Not surprisingly this process is sensitive to conditions. Its sensitivity to temperature is mainly in the falling phase, when the original voltage drop is reestablished. This suggests that the potassium channels are more sensitive to temperature and researchers indeed discovered that extreme cold temperatures slows the closing of the potassium channels causing the action potential’s voltage profile to broaden and slowing the nerve cell’s capacity to transmit action potentials.
So how do organisms in extreme cold temperatures compensate? One might think that the potassium channels genes would be adapted, with the proper nucleotide substitutions that would lead to the proper modifications in the potassium channel protein.
But new research, examining octopus species in warm and cold regions, shows that the genetic differences are minor. As the paper explains:
On the basis of conventional natural selection, we hypothesized that the channels’ genes would have evolved mutations to help tune them to their respective environments. Surprisingly, the primary sequences encoded by the two genes were virtually identical, differing at only four positions.
So how do these cold temperature organisms adjust their potassium channels?

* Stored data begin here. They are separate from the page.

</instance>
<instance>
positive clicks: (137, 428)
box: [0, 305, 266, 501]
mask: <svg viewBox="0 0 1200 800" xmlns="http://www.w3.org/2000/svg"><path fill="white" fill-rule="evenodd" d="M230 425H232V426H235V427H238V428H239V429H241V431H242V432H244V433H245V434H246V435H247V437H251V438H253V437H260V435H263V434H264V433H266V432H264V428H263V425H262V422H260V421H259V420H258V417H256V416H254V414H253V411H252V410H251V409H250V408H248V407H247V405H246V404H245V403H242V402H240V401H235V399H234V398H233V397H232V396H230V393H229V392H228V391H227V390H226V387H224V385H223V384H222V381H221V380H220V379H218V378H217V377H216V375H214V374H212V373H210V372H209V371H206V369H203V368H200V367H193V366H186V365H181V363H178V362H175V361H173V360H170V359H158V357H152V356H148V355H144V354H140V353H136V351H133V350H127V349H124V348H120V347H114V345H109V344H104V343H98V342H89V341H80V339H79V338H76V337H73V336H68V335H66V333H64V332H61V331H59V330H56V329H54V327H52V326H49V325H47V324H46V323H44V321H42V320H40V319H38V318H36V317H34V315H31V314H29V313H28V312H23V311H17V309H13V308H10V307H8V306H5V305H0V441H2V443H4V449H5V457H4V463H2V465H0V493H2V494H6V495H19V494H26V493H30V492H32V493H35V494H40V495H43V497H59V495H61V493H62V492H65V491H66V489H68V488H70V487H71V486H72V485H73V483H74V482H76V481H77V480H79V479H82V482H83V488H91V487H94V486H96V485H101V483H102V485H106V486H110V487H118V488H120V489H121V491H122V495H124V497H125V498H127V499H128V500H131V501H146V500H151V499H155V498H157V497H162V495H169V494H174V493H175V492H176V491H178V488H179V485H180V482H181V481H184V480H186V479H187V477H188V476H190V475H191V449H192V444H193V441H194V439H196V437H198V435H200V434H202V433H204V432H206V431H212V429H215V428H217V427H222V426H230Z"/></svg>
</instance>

As the paper concludes, by editing the RNA transcript, the so-called mRNA, of the gene:
the transcribed messenger RNAs are extensively edited, creating functional diversity. One editing site, which recodes an isoleucine to a valine in the channel’s pore, greatly accelerates gating kinetics by destabilizing the open state. This site is extensively edited in both Antarctic and Arctic species, but mostly unedited in tropical species
I just rearranged a sentence in this post. Imagine if I created a computer program to edit the text rather than me editing it manually? That is what these octopus species have, editing machinery to adjust the potassium channels genes automatically, after they are copied from the DNA and before they are translated into proteins. Wow.